Ralph Lauren Corp topped quarterly profit and revenue estimates Tuesday as the US fashion house’s drive to offer fewer discounts and cut costs continues to gain traction. But while the brand enjoys strong gains overseas, its home market still needs much work, especially on the digital front.

Total revenue rose 3.2% to $1.39bn, the first increase in at least 13 quarters, topping analysts’ call for $1.36bn. Currency neutral sales rose a more modest 1%, with total sales driven by Asia (up 16% currency neutral to $248m) and Europe (up 2% currency neutral to $351m), with CEO Patrice Louvet telling analysts that “Mainland China is our largest near-term opportunity.”

However, its core Americas market dipped 2% on both a reported and constant currency basis to $698m. North America wholesale revenue declined primarily due to cutting its distribution channels. In retail, comparable store sales in North America were down 3% in constant currency, driven by a 3% decline in bricks & mortar stores and a 2% decline online. Ouch.

But RL said the digital decline did represent a “significant sequential improvement, in line with our expectations.”

Net income, meanwhile, jumped 83% to $109m in Q2 ended June 30, helped by a lower tax rate. Excluding certain items, the company earned $1.54 per share, beating analysts’ $1.36 call.

Gross margins increased 120 basis points to 64.4%, while average revenue per unit sold rose 8%.

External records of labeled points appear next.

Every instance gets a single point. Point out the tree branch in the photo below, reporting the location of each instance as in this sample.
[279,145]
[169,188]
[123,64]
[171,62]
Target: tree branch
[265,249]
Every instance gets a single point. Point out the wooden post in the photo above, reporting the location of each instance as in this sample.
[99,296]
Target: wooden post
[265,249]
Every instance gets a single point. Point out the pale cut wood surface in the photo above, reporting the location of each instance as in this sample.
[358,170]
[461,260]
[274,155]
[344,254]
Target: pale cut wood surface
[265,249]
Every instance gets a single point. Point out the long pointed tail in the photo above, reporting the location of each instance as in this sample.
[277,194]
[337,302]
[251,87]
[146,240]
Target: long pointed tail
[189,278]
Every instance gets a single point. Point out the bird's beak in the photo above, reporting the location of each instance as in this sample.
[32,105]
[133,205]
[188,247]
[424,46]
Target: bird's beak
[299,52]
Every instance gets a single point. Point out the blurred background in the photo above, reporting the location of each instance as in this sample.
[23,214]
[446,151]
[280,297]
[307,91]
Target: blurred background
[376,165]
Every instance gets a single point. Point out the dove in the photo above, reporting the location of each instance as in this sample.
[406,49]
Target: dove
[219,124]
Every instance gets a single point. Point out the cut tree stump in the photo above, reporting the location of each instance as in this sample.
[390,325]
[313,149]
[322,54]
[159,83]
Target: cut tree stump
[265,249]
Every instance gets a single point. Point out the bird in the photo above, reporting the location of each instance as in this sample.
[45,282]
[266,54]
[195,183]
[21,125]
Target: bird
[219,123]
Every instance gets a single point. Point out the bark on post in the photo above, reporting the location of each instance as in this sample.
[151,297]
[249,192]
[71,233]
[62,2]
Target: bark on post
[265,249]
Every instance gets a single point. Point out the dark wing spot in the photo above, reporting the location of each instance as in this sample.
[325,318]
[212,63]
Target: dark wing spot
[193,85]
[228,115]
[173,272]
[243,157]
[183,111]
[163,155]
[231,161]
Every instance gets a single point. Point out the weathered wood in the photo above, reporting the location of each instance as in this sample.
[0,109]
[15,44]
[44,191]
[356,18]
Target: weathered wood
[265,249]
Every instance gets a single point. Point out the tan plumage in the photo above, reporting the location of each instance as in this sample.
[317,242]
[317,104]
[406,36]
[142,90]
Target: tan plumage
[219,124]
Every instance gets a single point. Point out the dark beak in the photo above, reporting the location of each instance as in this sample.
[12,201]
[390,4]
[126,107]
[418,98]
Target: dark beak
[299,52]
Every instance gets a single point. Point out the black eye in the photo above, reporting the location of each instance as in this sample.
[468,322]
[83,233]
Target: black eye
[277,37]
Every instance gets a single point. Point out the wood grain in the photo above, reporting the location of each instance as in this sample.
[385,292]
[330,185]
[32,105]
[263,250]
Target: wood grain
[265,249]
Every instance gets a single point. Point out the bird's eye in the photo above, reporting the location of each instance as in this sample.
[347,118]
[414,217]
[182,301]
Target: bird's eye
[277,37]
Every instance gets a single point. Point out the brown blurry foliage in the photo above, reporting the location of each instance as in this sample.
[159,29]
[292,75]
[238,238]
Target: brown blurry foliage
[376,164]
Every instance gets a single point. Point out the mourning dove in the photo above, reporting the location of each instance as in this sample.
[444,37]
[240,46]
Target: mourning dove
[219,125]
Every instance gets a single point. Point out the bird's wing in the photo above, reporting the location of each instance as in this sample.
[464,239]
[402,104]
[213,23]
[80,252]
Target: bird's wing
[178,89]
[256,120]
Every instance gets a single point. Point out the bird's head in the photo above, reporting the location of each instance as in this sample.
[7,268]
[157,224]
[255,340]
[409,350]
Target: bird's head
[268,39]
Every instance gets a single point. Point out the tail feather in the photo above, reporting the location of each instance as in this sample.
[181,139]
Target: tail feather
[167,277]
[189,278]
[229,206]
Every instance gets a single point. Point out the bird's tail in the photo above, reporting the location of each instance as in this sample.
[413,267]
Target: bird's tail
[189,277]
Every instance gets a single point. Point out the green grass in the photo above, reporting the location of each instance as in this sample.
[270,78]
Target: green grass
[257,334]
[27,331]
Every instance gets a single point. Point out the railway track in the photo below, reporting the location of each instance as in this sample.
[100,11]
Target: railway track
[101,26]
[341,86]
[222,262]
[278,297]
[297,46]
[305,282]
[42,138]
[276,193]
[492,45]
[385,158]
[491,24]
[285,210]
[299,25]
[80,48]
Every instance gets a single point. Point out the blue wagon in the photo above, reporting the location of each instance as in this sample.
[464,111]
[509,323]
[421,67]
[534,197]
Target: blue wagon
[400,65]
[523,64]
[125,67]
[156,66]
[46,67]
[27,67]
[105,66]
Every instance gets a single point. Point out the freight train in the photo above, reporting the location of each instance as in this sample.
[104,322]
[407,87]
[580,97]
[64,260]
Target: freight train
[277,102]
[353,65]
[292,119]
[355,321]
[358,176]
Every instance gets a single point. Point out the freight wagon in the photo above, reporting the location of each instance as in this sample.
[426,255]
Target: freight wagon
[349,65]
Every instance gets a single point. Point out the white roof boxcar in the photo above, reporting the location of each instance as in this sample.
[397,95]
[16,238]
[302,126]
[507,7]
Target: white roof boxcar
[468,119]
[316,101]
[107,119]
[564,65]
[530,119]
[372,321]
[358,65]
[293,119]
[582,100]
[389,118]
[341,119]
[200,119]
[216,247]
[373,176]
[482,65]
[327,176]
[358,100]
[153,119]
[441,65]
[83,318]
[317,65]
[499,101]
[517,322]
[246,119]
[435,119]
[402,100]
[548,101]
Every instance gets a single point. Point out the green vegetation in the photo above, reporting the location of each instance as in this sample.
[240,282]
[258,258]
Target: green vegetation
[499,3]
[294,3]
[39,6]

“We are off to an encouraging start to the new fiscal year on both the top and the bottom line. Our teams around the world are fully engaged and focused on executing the Next Great Chapter plan,” said Louvet.

“Guided by our three core principles of putting the consumer at the centre of all we do, elevating and energizing our brand and balancing productivity and growth, we are on track to return the company to long-term, sustainable growth and value creation.”

Ralph Lauren’s ongoing turnaround strategy includes investing in its core brands, cutting jobs, reducing excess inventory and closing underperforming stores, while pushing its supply chain to bringing fashion to its stores and online faster.

In its trading statement, the house highlighted a boost in marketing spend by about 20%, mainly for its Spring Polo campaign, which drove strong growth in global polo shirt sales including double-digit growth in men’s.

RL also said renewed core styles and a focus on its “icons”, drove sequential improvement in the sellout trend for the spring/summer season, it said.

Average unit retail across its direct-to-consumer network lifted 8% “through improved full price selling and lower discounts”. Meanwhile, “under-developed categories outpaced overall growth, led by denim and outerwear”.

Ralph Lauren also tweaked its revenue forecast for fiscal 2019 and now expects a slight dip compared with a low-single digit decline it forecast earlier. The company is targeting a return to revenue growth in fiscal 2020, in constant currency terms.